China's east coast 'should lead way' with carbon caps

More extreme weather conditions affecting stability of schemes such as Three Gorges Dam, according to the head of the nation's meteorological deparment

China's top meteorologist has said well-off provinces in the east should set mandatory targets for carbon emissions as soon as possible, while western regions should avoid high emissions in pursuing growth.

The comments by Zheng Guoguang in the Study Times, a publication of the Central Party School, shed light on official thinking about how China will meet its pledge to ensure emissions peak in 2030, as part of a climate pact with the United States signed in November last year.

It is also the first time China has said it might set binding targets for some parts of the country.

"Eastern regions should take the lead in setting caps for their [carbon] emissions, which should also become mandatory goals and a part of evaluation indicators for reviewing local officials," Zheng said, without giving a more detailed timeline. And western provinces should keep their carbon emissions relatively low while undergoing economic development, so that they won't be faced with pressure to bring them down at a later stage.

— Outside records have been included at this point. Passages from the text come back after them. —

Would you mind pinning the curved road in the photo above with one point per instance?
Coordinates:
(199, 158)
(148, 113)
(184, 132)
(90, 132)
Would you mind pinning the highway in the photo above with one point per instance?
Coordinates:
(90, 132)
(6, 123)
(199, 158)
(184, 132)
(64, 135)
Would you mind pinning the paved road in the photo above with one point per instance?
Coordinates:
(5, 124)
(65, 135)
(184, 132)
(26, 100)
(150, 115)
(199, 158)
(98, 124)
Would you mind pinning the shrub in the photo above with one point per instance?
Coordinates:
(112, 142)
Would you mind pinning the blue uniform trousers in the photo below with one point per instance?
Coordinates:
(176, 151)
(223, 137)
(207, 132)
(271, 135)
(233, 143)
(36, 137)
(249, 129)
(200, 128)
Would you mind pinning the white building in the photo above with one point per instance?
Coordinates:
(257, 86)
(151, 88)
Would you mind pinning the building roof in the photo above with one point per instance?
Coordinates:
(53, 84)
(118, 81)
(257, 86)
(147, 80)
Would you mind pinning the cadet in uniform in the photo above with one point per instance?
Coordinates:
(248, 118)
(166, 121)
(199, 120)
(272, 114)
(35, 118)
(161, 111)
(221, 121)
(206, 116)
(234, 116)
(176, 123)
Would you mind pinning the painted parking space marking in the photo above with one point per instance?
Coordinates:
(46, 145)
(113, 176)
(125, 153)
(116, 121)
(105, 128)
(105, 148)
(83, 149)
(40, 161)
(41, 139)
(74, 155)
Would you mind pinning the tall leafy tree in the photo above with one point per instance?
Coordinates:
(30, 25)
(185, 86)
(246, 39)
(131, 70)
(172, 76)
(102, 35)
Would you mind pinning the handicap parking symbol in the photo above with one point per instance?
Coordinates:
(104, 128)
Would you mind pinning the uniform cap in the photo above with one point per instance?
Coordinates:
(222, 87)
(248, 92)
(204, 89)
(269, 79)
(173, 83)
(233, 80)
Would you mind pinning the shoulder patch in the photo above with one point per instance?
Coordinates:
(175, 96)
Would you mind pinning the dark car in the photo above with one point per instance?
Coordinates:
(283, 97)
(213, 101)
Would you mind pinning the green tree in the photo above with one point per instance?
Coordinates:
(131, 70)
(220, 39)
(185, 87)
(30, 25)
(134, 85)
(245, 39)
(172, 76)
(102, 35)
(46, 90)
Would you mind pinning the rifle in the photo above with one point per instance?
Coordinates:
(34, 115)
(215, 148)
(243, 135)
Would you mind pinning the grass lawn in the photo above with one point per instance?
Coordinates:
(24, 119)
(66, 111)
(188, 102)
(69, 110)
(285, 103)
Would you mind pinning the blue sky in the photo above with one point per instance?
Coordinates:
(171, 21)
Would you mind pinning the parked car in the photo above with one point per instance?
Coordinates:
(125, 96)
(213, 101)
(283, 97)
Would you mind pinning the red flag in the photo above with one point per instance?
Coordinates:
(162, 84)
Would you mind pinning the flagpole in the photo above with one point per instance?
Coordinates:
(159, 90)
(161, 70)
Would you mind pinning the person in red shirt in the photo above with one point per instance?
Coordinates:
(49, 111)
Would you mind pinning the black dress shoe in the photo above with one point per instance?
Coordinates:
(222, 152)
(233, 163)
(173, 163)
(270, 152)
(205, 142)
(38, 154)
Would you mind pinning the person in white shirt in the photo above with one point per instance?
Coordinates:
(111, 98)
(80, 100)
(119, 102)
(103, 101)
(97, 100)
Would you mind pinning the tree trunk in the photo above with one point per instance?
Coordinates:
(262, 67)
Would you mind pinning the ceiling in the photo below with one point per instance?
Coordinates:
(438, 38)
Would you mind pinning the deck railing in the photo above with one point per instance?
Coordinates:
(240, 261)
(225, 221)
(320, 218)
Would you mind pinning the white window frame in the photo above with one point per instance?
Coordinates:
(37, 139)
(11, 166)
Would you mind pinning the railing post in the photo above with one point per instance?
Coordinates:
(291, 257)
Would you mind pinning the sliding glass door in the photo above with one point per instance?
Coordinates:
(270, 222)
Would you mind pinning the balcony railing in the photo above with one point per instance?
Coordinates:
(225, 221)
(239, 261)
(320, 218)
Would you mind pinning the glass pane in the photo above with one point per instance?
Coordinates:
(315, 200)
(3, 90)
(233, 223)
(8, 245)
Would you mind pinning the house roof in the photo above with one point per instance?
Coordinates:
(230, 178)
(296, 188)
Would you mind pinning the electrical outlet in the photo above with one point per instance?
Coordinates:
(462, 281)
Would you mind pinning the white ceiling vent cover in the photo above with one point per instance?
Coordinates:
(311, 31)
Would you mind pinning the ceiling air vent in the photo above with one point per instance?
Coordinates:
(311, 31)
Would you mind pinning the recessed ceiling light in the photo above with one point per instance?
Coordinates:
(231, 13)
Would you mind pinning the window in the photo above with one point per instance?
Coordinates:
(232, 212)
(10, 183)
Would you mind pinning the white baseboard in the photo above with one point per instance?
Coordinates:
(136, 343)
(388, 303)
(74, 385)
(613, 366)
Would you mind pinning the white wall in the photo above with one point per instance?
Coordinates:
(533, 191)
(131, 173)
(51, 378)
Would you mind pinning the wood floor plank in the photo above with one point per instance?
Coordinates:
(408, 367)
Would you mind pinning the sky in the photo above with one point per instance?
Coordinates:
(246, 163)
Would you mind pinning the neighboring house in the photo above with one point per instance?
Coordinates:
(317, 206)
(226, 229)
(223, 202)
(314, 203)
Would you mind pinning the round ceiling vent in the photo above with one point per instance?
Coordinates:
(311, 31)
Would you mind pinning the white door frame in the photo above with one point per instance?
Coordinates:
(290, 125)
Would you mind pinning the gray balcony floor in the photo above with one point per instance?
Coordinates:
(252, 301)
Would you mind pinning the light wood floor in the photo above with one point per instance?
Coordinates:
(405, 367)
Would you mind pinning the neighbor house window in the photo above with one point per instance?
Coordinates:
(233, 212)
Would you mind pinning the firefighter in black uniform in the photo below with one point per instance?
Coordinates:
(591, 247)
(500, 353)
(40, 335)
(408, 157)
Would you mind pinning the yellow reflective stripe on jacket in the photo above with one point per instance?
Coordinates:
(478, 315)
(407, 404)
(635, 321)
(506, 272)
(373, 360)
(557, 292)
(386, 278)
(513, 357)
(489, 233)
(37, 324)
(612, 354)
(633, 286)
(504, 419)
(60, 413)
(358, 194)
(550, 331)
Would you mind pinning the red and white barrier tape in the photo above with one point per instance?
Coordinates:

Dealing with climate change was necessary for China to put its economy on a more sustainable growth path, something the country's leadership had been aiming for, said Zheng.

He added that the external pressure could also encourage the transition.

United Nations negotiations are under way to forge a new global deal on tackling climate change, due to be agreed in Paris in December.

Zheng also warned that China needed to adopt a low-carbon path for its ambitious urbanisation plan to move about 100 million people from rural areas to cities by 2020.

Per-capita carbon emissions in cities are about three times levels in the countryside.

Zheng's comments come as the central government is drawing up a new five-year plan for development covering the period between 2016 and 2020.

Wang Yi, a member of the China Academy of Sciences and adviser to China's climate negotiation team, said in March the country should set a mandatory carbon emission cap for 2020, and assign the breakdowns to regions based on their development status.

Wang submitted a proposal to the national legislature that capped emissions at around 10 billion tonnes for 2020.

China has not published official carbon emissions data but researchers at Tsinghua University estimated the total reached 7.25 billion tonnes in 2010.

Neither has Beijing detailed how big emissions will be when they reach their peak. It has previously set targets to reduce carbon intensity - emissions per unit of economic growth - by 45 per cent by 2020 from 2005 levels.

Zheng also warned that global climate change was posing safety and stability risks to the mainland's mega projects, including Three Gorges Dam, the South-North Water Diversion Project and changes to the national power grid, especially as the rate of warming China was experiencing was higher than the global average.

"Against the backdrop of global warming, the risks faced by our large engineering projects have increased," Zheng said.

Weather changes would affect their operation, technological standards, engineering and economic impact.

Wind patterns had shifted, worsening the smog problem in the central and eastern region, he said.